I have kept long paper trails of teaching evaluations going back a decade or so in my career as a YIYO. They seem to indicate I have exceptional teaching capacities. According to a formal teaching evaluation by the learning and teaching unit:
‘Because [he] has some outstanding skills it would be ideal if he could share some of his own methods… and share some of his expertise and interest with colleagues.’
‘[He] certainly contributes to the creation of a welcoming classroom through his effective communication, good planning and empathetic, intelligent approach.’
‘[He is a] skilled teacher to enable the students to transcend the limitations of their physical location and become immersed in the interesting issues and debates that the teacher has drawn them into.’
My teaching evaluations are very good. So what am I doing wrong either when I apply for a job or try and get tutoring work? What is my problem?
One answer is that academics aren’t hired to teach, at least not the full time academics. They are there to research and bring revenue to the university through grants. Teaching is more and more the sideshow to what full time academics are doing, even a distraction for ambitious academics.
I love teaching. The joy is unparalleled. But at what price? Does there have to be only one winner in the Tutor Hunger Games?
It may be the case that, if you love teaching, then high school would be a more appropriate venue for your talents?
Maybe. Personally though I love teaching adults. I love the enquiry that can come from tutorials and don’t really see this in the high school curriculum. What a sad world it will be too if/when all those who love tacking are forced out of higher education.
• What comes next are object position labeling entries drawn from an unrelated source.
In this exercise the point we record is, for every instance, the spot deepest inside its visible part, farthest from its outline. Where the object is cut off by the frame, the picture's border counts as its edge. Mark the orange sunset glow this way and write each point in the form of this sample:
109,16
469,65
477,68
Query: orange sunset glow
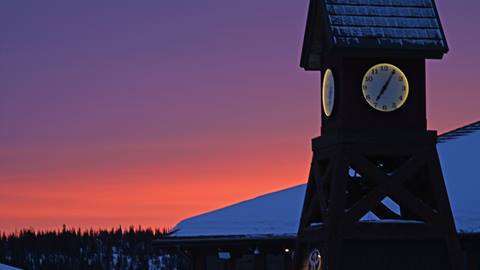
148,113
I’d love to teach high school. Unfortunately that would require returning to study to obtain an actual teaching qualification. I have always thought it strange to say the least, that you need formal quals to teach in primary and secondary but not in higher ed.
Similarly I went from thinking I was tutoring at two universities to nothing. One coordinator who seemed very keen simply stopped answering my emails. Another told me two days before classes were meant to start that I wasn’t required. Someone I know went from losing all but two of his 6 expected tutes one morning to being offered 12 by the end of the day … all fell on the same day.
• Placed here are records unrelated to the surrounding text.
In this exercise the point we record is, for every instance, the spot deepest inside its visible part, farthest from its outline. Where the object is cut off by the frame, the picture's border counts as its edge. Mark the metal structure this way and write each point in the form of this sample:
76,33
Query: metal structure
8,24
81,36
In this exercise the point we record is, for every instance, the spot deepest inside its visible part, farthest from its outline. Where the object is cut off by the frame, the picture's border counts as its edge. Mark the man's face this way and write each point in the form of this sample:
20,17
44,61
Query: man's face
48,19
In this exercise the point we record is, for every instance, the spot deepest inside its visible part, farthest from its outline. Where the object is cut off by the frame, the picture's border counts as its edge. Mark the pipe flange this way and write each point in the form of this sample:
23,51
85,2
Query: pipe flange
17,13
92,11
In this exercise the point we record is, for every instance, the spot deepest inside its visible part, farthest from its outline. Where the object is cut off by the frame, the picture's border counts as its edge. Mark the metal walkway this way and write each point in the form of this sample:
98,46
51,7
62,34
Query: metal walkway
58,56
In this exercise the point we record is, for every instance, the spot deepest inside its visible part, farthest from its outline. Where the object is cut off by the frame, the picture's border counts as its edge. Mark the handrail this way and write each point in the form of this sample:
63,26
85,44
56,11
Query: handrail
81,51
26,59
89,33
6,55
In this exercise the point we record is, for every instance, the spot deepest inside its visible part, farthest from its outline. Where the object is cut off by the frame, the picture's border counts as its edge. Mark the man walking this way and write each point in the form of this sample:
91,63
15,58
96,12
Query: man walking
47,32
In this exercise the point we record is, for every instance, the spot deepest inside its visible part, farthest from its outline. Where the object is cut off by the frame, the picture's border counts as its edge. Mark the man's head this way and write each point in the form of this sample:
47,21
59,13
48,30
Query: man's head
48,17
Oh and I forgot to mention my own department didn’t even acknowledge my application for tutoring with an answer after a very complex application process. Now applying for admin jobs 🙂
After a few circuits on the casual roundabout it’s not uncommon to see “the most cunning, the least empathetic and those with the most effective personal networks within the university bureaucracy” being advantaged by their stealth or even disloyalty to their colleagues. This is indeed divisive. It rewards a ‘win at all costs’ mentality, compounds insecurities and discourages collegiality.
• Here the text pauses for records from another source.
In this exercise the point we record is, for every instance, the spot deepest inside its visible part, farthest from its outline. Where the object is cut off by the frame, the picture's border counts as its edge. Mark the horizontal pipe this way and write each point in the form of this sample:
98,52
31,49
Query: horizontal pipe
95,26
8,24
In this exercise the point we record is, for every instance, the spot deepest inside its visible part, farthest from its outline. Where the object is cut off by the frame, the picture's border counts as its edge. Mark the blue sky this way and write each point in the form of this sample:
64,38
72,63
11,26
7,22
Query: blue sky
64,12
Upon returning from forced bouts of unemployment, as session begins, and members of your previous teaching team cross paths it’s almost like an elementary school yard when students discuss the Christmas gifts they received except they are discussing work. What did you get? Unfortunately though, it’s not a shallow display of privilege or status, it’s often life altering.
Oh god, that’s me! I am the one asking “so, what did you get?” whenever meeting a fellow casual academic. How embarrassing
This is exactly what I’ve found in several years of sessional work. I’ve been lucky enough to have also had three separate full-time “year-long” (actually about 9 months) contracts, which is wonderful and takes the stress out of having to reapply for jobs mid-year.
Regarding “taking” work from others, I can see why you would feel a little guilty. However, if it’s the only tute you’ve got, I’m sure the other person wouldn’t begrudge you that.
Sessionals need to look after each other. Remember too, they are the majority of teaching staff in most Australian universities. There is power in numbers, even though as individuals you can feel isolated and vulnerable as a sessional.